Far-forested, a horn-note wound. Sea-forested, water-far, the grotted coral sea-far horn-note. The pillioned ladies witch-faced in bottle-green robes saddle-swinging. Merwomen unsealed and lovely in sea-floor colonnades. The hidden land below the rock. The flitting wood-girls growing into bark. Far-faint, as he wakened, they besought him with lessening whir. Then deeper song, fiend-throated, wind-shod. Brother, O brother! They shot down the brink of darkness, gone on the wind like bullets. O lost, and by the wind grieved, ghost, come back again.

He dressed and descended the stairs gently to the back porch.

Eugene grows into his paper-boy role:

At first, the canvas strap of the paper-bag bit cruelly across his slender shoulders. He strained against the galling weight that pulled him earthwards. The first weeks were like a warring nightmare: day after day he fought his way up to liberation. He knew all the sorrow of those who carry weight; he knew, morning by morning, the aerial ecstasy of release. As his load lightened with the progress of his route, his leaning shoulder rose with winged buoyancy, his straining limbs grew light: at the end of his labor his flesh, touched sensuously by fatigue, bounded lightly from the earth. He was Mercury chained by fardels, Ariel bent beneath a pack: freed, his wingshod feet trod brightness. He sailed in air. The rapier stars glinted upon his serfdom: dawn reddened on release. He was like a sailor drowned within the hold, who gropes to life and morning through a hatch; a diver twined desperately in octopal feelers, who cuts himself from death and mounts slowly from the sea-floor into light.

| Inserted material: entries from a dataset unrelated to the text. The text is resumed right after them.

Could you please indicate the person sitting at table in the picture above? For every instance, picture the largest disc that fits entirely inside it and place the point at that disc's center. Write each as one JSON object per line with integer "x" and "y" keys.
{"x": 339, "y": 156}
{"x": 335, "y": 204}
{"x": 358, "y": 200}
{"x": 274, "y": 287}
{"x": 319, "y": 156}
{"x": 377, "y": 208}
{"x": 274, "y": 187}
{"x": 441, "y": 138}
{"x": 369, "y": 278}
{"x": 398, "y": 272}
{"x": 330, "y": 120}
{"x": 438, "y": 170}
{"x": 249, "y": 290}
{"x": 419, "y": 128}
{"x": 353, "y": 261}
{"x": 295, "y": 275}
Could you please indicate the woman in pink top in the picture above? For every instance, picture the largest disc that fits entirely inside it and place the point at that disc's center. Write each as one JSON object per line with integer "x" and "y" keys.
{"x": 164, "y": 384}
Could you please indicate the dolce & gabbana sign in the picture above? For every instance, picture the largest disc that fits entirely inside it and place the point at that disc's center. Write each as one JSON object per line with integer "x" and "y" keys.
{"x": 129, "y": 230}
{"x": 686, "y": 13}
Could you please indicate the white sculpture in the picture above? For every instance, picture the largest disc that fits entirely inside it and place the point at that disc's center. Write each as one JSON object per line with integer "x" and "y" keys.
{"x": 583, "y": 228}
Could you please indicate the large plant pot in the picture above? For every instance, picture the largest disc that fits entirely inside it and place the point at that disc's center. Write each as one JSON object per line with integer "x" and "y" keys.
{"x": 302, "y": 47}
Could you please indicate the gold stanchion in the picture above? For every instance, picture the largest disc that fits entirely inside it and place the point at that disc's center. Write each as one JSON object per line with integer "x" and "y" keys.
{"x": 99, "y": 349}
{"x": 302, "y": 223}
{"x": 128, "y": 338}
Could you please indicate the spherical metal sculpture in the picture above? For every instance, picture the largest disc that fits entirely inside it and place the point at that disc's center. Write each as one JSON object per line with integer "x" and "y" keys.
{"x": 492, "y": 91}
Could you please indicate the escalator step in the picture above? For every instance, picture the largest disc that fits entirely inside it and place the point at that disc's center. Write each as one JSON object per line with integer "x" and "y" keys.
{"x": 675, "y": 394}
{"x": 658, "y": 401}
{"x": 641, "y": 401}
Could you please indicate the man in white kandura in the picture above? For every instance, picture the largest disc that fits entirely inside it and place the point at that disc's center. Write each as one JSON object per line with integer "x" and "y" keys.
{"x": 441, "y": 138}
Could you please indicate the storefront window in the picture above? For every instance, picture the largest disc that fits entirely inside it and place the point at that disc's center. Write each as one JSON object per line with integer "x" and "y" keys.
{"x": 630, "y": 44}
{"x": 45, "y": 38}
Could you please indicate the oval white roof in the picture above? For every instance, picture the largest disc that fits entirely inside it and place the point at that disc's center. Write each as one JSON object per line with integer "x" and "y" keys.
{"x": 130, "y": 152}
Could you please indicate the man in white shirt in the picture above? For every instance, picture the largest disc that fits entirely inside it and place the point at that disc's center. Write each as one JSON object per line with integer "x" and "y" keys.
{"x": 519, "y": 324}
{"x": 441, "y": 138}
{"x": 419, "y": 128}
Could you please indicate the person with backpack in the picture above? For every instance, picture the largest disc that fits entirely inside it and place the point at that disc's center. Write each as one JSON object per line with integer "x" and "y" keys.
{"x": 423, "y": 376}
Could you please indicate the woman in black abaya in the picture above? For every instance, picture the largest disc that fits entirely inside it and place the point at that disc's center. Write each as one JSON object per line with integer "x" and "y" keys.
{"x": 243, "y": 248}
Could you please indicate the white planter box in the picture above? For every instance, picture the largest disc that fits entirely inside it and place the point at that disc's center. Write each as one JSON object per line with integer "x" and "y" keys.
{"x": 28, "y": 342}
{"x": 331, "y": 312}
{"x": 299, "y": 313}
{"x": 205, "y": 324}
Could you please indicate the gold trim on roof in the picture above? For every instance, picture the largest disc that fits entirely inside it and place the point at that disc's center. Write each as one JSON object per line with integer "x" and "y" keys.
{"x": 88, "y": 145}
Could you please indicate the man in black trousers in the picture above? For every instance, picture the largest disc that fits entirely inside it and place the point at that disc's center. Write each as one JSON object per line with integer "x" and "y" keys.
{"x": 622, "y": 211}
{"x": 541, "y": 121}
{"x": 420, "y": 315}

Within a month a thick hummock of muscle hardened on his shoulder: he bent jubilantly into his work. He had now no fear of failure. His heart lifted like a proud crested cock. He had been dropped among others without favor, and he surpassed them. He was a lord of darkness; he exulted in the lonely sufficiency of his work. He walked into the sprawled chaos of the settlement, the rifleman of news for sleeping men. His fast hands blocked the crackling sheet; he swung his lean arm like a whip. He saw the pale stars drown, and ragged light break open on the hills. […] As the gray tide of morning surged westward he awoke.